Saltarse el desayuno y cenar cerca de la hora de acostarse puede incrementar el riesgo de sufrir un ataque al corazón dentro de los 30 días posteriores de haber sufrido una enfermedad cardíaca.

Esto lo señaló un estudio publicado por la revista de la Sociedad Europea de Cardiología y realizado por la Universidad de Sao Paulo, en donde se analizó a 113 pacientes con una forma particularmente grave de ataque cardíaco, llamada infarto de miocardio con elevación del segmento ST (STEMI) y con una media de 60 años.

“UNO DE CADA 10 PACIENTES CON STEMI MUERE EN UN AÑO, Y LA NUTRICIÓN ES UNA FORMA RELATIVAMENTE BARATA Y FÁCIL DE MEJORAR EL PRONÓSTICO”, SEÑALÓ MARCOS MINICUCCI, RESPONSABLE DE LA INVESTIGACIÓN.

Saltarse el desayuno es definido como no ingerir alimentos antes del almuerzo, excluyendo las bebidas, al  menos tres veces por semana y combinado con cenar horas antes de dormir está vinculado con los resultados peores después de un ataque cardíaco.

“TAMBIÉN CREEMOS QUE LA RESPUESTA INFLAMATORIA, EL ESTRÉS OXIDATIVO Y LA FUNCIÓN ENDOTELIAL PODRÍAN ESTAR INVOLUCRADOS EN LA ASOCIACIÓN ENTRE CONDUCTAS ALIMENTARIAS NO SALUDABLES Y RESULTADOS CARDIOVASCULARES”, INDICÓ.
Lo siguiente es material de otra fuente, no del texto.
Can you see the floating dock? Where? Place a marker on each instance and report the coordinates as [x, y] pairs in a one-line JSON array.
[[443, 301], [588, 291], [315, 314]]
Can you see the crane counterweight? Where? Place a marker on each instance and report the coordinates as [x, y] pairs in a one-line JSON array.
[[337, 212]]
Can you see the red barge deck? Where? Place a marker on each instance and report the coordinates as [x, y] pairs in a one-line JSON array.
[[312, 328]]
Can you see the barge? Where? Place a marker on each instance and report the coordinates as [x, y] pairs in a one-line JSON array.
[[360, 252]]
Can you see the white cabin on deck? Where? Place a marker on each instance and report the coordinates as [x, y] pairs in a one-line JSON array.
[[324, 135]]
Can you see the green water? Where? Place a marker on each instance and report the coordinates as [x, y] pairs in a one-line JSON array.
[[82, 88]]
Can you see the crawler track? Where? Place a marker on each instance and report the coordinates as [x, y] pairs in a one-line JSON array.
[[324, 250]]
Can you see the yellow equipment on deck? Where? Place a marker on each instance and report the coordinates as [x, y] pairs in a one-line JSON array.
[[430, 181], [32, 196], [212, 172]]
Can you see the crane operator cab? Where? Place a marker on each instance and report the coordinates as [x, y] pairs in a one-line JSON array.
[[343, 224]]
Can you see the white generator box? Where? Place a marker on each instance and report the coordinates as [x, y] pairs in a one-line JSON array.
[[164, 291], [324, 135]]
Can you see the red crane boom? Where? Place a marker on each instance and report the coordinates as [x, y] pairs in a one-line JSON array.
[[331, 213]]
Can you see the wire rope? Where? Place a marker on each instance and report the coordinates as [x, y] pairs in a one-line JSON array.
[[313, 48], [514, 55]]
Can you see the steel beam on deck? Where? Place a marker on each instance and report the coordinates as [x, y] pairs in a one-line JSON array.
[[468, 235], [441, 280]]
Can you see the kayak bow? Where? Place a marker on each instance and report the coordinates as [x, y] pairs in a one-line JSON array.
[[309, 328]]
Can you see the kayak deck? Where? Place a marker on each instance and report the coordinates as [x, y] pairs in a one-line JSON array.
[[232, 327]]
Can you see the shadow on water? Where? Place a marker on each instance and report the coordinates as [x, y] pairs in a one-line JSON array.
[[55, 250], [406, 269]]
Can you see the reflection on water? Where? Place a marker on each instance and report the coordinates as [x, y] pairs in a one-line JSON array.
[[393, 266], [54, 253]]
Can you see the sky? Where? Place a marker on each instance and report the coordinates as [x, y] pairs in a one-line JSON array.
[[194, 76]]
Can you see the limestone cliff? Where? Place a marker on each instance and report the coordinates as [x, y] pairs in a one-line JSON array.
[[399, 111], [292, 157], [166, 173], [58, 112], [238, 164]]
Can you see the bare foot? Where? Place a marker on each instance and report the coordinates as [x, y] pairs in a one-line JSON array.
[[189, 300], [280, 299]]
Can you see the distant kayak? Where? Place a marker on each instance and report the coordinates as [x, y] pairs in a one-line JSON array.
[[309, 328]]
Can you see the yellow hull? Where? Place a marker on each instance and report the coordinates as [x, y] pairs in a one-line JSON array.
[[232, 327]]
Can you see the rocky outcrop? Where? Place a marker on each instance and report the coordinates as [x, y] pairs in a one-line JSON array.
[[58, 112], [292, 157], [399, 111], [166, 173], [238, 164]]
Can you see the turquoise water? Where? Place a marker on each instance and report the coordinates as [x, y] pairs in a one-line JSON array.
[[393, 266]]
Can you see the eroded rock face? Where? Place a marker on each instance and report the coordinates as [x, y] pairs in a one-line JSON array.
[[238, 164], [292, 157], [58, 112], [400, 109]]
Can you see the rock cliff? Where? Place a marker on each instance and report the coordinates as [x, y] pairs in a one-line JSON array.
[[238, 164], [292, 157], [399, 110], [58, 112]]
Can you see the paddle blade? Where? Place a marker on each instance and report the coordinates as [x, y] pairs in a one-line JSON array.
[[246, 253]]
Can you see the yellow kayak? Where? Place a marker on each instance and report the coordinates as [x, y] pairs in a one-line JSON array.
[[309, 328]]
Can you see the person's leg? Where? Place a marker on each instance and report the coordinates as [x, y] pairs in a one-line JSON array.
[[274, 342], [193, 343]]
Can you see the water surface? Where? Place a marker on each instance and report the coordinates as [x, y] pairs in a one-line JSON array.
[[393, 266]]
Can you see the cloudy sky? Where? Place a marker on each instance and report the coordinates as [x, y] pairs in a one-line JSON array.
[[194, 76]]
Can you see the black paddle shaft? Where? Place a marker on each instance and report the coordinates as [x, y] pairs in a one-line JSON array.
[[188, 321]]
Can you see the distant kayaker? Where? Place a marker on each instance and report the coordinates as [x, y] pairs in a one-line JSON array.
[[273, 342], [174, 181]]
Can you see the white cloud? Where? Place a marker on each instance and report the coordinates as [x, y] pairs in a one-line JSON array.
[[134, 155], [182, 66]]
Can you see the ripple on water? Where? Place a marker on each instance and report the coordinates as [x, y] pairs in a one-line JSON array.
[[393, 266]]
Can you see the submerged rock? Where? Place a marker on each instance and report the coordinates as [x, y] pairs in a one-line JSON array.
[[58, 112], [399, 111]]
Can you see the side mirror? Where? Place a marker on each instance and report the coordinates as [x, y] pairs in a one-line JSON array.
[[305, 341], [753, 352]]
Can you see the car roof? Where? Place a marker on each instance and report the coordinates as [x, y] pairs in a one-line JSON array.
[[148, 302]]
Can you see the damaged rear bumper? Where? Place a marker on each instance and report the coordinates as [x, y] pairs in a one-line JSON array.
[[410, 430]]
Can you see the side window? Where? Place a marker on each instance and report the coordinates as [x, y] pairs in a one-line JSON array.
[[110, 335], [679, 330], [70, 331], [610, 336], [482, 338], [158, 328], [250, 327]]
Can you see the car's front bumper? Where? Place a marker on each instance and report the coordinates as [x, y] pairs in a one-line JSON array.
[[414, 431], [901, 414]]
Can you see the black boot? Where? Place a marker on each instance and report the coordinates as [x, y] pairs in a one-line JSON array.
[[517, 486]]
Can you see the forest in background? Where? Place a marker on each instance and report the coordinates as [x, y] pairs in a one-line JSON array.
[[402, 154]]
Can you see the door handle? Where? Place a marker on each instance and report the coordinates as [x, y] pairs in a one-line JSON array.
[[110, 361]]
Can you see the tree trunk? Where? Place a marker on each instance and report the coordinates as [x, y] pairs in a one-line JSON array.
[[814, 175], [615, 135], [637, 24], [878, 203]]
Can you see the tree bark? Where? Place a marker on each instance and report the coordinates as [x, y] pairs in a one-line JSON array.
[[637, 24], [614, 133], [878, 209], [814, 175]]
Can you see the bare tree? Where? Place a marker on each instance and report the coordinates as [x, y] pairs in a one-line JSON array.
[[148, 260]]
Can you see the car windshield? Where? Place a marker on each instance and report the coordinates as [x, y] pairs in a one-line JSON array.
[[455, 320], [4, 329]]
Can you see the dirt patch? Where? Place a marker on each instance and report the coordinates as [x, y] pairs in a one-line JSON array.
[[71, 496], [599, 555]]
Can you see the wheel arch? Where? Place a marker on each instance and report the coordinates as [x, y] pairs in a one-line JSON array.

En el estudio, el uso de estatinas (fármaco usado para el control del colesterol) antes del ingreso hospitalario fue mayor en el grupo con hábitos alimenticios poco saludables y peores resultados.

Como parte de los resultados, la investigación recomienda un intervalo mínimo de dos horas entre la cena y la hora de acostarse. Además de ingerir un desayuno que brinde entre el 15 por ciento y 35 por ciento de calorías.